Getting started
Getting Started with SSSOM
Pre-requisites:
- You know what a mapping is.
Creating SSSOM files
SSSOM files are typically created as spreadsheets and shared as TSV files. Tools exist to translate SSSOM files in TSV format into other formats such as JSON and RDF. The ability to curate SSSOM files as spreadsheets makes them accessible, especially in scientific communities, compared to more technical formats such as JSON or RDF. However, this simplicity comes with trade-offs — spreadsheet-based curation can make it harder to ensure that files are valid (see this discussion). Using a proper validation tool (see below) is therefore strongly recommended.

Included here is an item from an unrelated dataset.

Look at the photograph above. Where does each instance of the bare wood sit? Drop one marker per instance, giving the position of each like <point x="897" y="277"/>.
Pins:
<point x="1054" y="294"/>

Let's look at a real-world example: mappings between the Human Phenotype Ontology (HP) and the Mammalian Phenotype Ontology (MP), derived from the uPheno project.
| subject_id | subject_label | predicate_id | object_id | object_label | mapping_justification |
|---|---|---|---|---|---|
| HP:0000175 | Cleft palate | skos:exactMatch | MP:0000111 | cleft palate | semapv:LexicalMatching |
| HP:0000252 | Microcephaly | skos:exactMatch | MP:0000433 | microcephaly | semapv:LexicalMatching |
| HP:0000822 | Hypertension | skos:exactMatch | MP:0000231 | hypertension | semapv:LexicalMatching |
| HP:0001596 | Alopecia | skos:exactMatch | MP:0000414 | alopecia | semapv:LexicalMatching |
| HP:0001627 | Abnormal heart morphology | skos:exactMatch | MP:0000266 | abnormal heart morphology | semapv:LexicalMatching |
A SSSOM file contains two main sections:
- A header
- The mappings
The header contains additional metadata about the mapping set, such as the license or description:
# curie_map:
# HP: http://purl.obolibrary.org/obo/HP_
# MP: http://purl.obolibrary.org/obo/MP_
# owl: http://www.w3.org/2002/07/owl#
# rdf: http://www.w3.org/1999/02/22-rdf-syntax-ns#
# rdfs: http://www.w3.org/2000/01/rdf-schema#
# semapv: https://w3id.org/semapv/vocab/
# skos: http://www.w3.org/2004/02/skos/core#
# sssom: https://w3id.org/sssom/
# license: https://creativecommons.org/publicdomain/zero/1.0/
# mapping_provider: http://purl.obolibrary.org/obo/upheno.owl
# mapping_set_id: https://w3id.org/sssom/mappings/27f85fe9-8a72-4e76-909b-7ba4244d9ede
You can look at an example TSV file on GitHub.
Basic anatomy of a mapping

You should think of a mapping in the SSSOM-sense as a triple between a subject (the "mapping source") and an object (the "mapping target") via a predicate (such as "exact match"). In SSSOM, every mapping can have a lot of metadata associated with it, like who created it (creator_id), and when, and how confident we are in its truthfulness.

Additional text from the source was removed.